The Zuckerberg San Francisco General Hospitalis a safety net hospital and the only Level I Trauma Center for 1.5 million San Francisco residents. Dr. Christopher R. Peabody, MD, MPH is a practicing emergency physician and directs the UCSF Acute Care Innovation Center.

“Alarm fatigue is a huge issue in patient safety. Our new Innovation Center promotes collaboration between technology and healthcare providers to resolve it,” he says. “IoT done right, can dramatically improve acute care delivery!”

IoT has changed healthcare. Maximizing its impact requires that sensors, analytics and apps are tightly integrated.

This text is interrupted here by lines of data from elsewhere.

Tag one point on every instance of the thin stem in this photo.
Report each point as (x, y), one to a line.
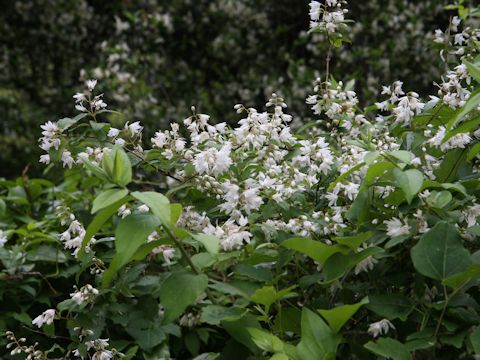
(447, 299)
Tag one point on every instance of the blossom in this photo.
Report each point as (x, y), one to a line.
(3, 238)
(315, 10)
(91, 84)
(113, 132)
(395, 227)
(46, 317)
(85, 294)
(134, 128)
(67, 158)
(212, 161)
(380, 328)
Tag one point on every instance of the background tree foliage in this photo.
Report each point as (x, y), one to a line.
(157, 58)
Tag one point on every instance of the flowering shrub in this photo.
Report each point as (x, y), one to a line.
(352, 237)
(154, 58)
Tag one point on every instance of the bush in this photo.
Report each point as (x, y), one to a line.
(155, 59)
(353, 236)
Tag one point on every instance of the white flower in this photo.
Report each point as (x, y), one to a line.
(3, 238)
(102, 355)
(85, 294)
(315, 9)
(168, 254)
(134, 128)
(79, 97)
(395, 227)
(67, 159)
(143, 208)
(123, 211)
(212, 161)
(46, 317)
(91, 84)
(380, 328)
(113, 132)
(45, 159)
(81, 108)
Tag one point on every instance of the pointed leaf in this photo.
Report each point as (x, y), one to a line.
(312, 248)
(338, 316)
(158, 204)
(318, 340)
(439, 253)
(130, 234)
(108, 198)
(180, 290)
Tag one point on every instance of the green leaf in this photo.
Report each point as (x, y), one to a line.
(439, 199)
(267, 295)
(131, 233)
(318, 341)
(344, 175)
(158, 204)
(98, 221)
(470, 105)
(391, 306)
(215, 314)
(117, 166)
(266, 341)
(180, 290)
(474, 150)
(452, 164)
(353, 241)
(237, 329)
(465, 127)
(47, 253)
(439, 253)
(473, 70)
(410, 181)
(389, 348)
(360, 209)
(475, 340)
(337, 265)
(459, 280)
(65, 123)
(312, 248)
(376, 170)
(107, 198)
(210, 242)
(402, 155)
(338, 316)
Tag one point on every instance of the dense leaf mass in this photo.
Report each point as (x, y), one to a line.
(346, 229)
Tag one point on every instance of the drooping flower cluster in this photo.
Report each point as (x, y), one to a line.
(328, 16)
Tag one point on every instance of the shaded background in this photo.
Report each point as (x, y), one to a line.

RTI’s Connext is the DDS integration platform of choice for IIoT systems.

This article is published as part of the IDG Contributor Network. Want to Join?

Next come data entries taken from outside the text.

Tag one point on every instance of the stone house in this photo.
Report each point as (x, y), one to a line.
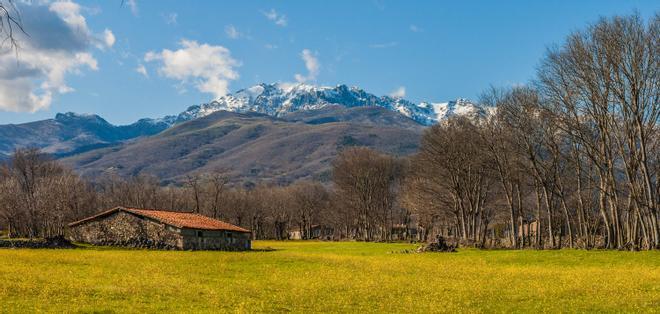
(159, 229)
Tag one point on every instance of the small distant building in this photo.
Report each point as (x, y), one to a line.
(160, 229)
(315, 232)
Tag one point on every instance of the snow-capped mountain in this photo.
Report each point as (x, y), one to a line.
(281, 99)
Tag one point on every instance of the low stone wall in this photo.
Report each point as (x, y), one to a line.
(52, 243)
(215, 240)
(127, 230)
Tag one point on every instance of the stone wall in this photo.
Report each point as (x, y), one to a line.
(215, 240)
(127, 230)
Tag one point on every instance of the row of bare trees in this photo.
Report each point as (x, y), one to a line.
(571, 160)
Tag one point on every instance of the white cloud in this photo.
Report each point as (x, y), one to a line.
(58, 45)
(171, 18)
(209, 68)
(312, 64)
(277, 18)
(232, 32)
(399, 92)
(108, 38)
(142, 70)
(415, 29)
(384, 45)
(132, 4)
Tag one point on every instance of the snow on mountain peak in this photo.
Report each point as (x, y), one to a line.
(282, 98)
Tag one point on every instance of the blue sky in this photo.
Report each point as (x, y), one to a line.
(435, 50)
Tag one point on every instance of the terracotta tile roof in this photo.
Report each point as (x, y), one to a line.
(176, 219)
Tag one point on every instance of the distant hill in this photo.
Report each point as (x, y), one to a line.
(70, 134)
(255, 147)
(267, 132)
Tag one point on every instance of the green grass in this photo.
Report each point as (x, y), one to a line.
(328, 277)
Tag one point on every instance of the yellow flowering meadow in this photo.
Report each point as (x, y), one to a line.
(328, 277)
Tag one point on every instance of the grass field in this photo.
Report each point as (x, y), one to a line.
(328, 277)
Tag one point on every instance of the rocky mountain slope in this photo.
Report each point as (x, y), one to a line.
(255, 147)
(281, 99)
(70, 133)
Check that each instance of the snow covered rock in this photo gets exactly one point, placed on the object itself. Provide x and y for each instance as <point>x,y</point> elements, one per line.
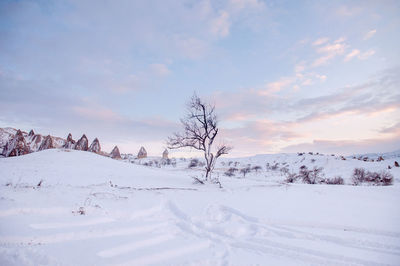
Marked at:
<point>95,146</point>
<point>31,133</point>
<point>82,144</point>
<point>115,153</point>
<point>35,142</point>
<point>70,143</point>
<point>142,153</point>
<point>16,146</point>
<point>165,154</point>
<point>47,143</point>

Join the Network World communities on Facebook and LinkedIn to comment on topics that are top of mind.
Download WordPress Themes
Download Best WordPress Themes Free Download
Download Best WordPress Themes Free Download
Free Download WordPress Themes
udemy course download free
download samsung firmware
Download Premium WordPress Themes Free
lynda course free download
Tags: How a distributed databus enhances industrial IoT systems
Next Post

Google Home: the good, the bad, and the potential

Recommended

FCC magic will turn TV channels into mobile signals

Samsung’s Artik 10, a challenger to Raspberry Pi 3, will ship next month

Facebook Twitter Youtube RSS

Newsletter

Subscribe our Newsletter for latest updates.

Loading

Category

  • AI
  • Careers
  • Cloud Computing
  • Connected Cars
  • Connected Vehicles
  • Data & Analytics
  • Data Center
  • Data Centers
  • Databases
  • Development
  • Enterprise
  • Hardware
  • Healthcare
  • IIoT
  • Infrastructure
  • Internet of Things
  • IoT
  • IT Leadership
  • Manufacturing
  • Mobile
  • Networking
  • Oil & Gas
  • Open Source
  • Security
  • Smart Cities
  • Smart Homes
  • Software
  • Software Development
  • Standards
  • Technology Industry
  • Uncategorized
  • Unified Communications
  • Virtualization
  • WAN
  • Wearables

About Us

Advance IOT information site of Washington USA

© 2024 iotwashington.com.

No Result
View All Result
  • Home
  • Internet of Things
  • Security
  • WAN
  • IoT
  • Cloud Computing
  • Data Centers
  • Mobile
  • Networking
  • Software

© 2024 iotwashington.com.

Login to your account below

Forgotten Password?

Fill the forms bellow to register

All fields are required. Log In

Retrieve your password

Please enter your username or email address to reset your password.